Telco-grade Generative AI for Intent-based Orchestration, Part 2

Dave Duggal, founder and CEO, EnterpriseWeb 

Pleased to report that our first generative AI presentation just won a Light Reading Leading Lights award for “Outstanding AI/ML Use Case”. To celebrate we just put a new demo showcasing our advances since May and sharing our architectural perspective on Telco-grade generative AI. 

The solution features Microsoft Azure OpenAI Service (GPT-4), Microsoft Jarvis, and KX’s (https://kx.com/) vector-native analytics database, KDB.ai. EnterpriseWeb’s platform provides a Telecom domain model and advanced automation capabilities. 

EnterpriseWeb’s integrated solution provides a conversational interface that speeds and eases network service design, deployment and management. An effort that would typically take a team of architects and developers weeks is reduced to a few minutes. The impact is transformative both in terms of customer experience and telecom operations.  

EnterpriseWeb abstracts the technical complexity so the focus is on the business requirements and the corresponding service level agreements. In the background, EnterpriseWeb’s platform translates customer intent and handles all the implementation details, which are logged and made transparent to the Telco’s network operations teams.  

While many vendors in Telecom and other industries are starting to offer generative AI capabilities most are focused on prompting Large Language Models (LLMs) to answer questions or summarize large volumes of data. What distinguishes EnterpriseWeb’s integrated solution is that it supports natural language queries and commands, enabling complex enterprise-grade task automation, as demonstrated in the network service orchestration presentation.  

Background 

Organizations around the world are racing ahead to find practical business use-cases for generative AI. At the same time there is growing awareness of accuracy, consistency, intellectual property, cost and sustainability issues. 

EnterpriseWeb mitigates these concerns by reversing the flow of control. Rather than making generative AI outputs the end-goal, it leverages generative AI as a state-of-the-art natural language interface. As with the company’s APIs and UIs, generative AI is used as a front-end to capture user input and report the platform’s responses. 

The approach bridges an LLM’s probabilistic and analytical outputs with EnterpriseWeb’s deterministic and transactional methods, extending the use-cases for generative AI. With each natural language interaction, the LLM generates text representing the spoken or written request, but the processing is done on the back-end by EnterpriseWeb and KX, which minimizes the number of prompts and tokens exchanged with the LLM.  

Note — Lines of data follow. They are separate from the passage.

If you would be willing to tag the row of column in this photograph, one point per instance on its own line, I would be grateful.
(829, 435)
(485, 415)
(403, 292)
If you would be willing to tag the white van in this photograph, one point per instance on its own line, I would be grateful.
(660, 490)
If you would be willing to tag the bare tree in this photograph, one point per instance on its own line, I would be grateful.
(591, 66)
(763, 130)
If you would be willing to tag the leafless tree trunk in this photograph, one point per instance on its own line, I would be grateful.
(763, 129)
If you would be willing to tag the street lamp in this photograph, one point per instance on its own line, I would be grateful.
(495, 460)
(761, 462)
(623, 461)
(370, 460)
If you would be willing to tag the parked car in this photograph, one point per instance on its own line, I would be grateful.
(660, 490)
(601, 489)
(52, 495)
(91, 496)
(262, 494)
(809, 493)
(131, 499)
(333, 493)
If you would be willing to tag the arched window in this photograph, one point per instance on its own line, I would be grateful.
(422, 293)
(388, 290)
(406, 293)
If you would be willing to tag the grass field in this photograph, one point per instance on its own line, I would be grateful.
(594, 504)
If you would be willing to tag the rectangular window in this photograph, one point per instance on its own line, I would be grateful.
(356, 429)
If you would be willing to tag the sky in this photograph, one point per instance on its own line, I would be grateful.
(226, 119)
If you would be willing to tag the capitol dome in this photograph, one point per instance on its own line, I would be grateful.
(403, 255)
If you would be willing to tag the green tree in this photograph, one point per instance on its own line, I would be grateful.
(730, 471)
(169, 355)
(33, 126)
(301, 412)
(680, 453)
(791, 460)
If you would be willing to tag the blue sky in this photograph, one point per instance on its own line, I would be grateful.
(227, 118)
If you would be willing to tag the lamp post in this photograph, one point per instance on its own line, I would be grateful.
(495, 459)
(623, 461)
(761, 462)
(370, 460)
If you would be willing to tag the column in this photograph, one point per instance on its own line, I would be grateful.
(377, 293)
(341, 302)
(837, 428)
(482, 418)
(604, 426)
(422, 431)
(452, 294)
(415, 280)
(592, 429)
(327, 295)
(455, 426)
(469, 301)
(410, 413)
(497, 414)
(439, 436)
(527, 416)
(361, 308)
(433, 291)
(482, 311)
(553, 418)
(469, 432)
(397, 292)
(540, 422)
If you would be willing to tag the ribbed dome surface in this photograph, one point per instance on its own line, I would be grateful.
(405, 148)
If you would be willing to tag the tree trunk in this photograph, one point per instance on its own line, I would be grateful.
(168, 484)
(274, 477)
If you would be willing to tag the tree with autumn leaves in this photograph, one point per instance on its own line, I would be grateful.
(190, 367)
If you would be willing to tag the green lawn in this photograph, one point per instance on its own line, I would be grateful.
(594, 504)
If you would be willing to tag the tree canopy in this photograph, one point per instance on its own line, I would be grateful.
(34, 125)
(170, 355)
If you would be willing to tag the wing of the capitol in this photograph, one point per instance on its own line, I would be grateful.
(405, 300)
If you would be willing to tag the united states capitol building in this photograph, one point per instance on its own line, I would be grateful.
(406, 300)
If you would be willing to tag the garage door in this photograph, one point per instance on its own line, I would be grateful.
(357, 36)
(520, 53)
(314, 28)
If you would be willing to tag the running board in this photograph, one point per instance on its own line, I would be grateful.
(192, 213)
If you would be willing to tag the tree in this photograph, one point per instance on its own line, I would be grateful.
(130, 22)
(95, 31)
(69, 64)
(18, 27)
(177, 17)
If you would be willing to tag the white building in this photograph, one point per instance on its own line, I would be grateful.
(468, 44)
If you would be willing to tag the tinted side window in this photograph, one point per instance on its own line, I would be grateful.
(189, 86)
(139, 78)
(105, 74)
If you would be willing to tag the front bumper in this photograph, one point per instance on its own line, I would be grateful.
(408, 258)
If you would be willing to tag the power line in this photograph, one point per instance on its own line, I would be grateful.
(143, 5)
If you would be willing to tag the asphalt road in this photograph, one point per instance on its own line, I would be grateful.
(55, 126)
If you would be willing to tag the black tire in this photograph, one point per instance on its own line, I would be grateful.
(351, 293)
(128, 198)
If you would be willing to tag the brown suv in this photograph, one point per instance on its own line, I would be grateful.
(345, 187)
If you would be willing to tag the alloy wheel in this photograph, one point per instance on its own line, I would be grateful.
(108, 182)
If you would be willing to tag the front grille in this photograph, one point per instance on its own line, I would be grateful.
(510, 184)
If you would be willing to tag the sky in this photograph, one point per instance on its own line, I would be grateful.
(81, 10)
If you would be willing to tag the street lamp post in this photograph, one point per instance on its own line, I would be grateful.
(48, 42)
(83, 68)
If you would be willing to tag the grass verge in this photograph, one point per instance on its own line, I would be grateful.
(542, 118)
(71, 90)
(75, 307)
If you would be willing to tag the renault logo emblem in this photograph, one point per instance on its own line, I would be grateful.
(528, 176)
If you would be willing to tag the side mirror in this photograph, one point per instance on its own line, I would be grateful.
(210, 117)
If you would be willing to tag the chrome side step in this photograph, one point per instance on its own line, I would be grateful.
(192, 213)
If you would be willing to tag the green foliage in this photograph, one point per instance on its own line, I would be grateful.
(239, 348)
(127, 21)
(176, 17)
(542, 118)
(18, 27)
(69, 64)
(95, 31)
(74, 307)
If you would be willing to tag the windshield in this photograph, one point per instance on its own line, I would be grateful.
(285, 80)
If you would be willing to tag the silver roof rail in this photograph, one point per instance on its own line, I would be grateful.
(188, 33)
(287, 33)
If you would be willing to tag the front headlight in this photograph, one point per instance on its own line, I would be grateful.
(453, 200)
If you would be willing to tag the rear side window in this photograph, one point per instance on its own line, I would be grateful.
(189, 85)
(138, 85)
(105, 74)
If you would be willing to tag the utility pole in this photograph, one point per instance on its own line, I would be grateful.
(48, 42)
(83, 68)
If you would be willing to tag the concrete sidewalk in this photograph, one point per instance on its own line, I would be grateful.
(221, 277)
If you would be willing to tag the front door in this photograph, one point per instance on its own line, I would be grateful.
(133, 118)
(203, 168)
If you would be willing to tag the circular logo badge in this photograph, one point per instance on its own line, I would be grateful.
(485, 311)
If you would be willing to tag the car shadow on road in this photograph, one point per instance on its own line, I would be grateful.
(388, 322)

EnterpriseWeb’s generative AI solution represents a “domain-oriented” rather than “LLM-oriented” architecture. Instead of spending time and money to continuously train and tune LLMs in hopes of better and more predictable results, EnterpriseWeb’s platform safely maintains the domain knowledge, keeping customer models and activity data private.  

EnterpriseWeb grounds user requests with its internal graph knowledge base (i.e., an ontology with concepts, types and policies). The requests are events, which trigger agents that leverage the graph to contextually translate the queries and commands and dynamically construct a personalized response. The platform wraps every interaction with security and identity, reliable messaging, transaction guarantees and state management. 

Most processing is efficiently performed by EnterpriseWeb and KX’s low-latency, high-performance software running on a customer’s own x86 environments or cloud tenants (no GPUs necessary). This greatly reduces resource and energy consumption, while ensuring accuracy and control. EnterpriseWeb’s integrated solution is the ultimate backend for generative AI.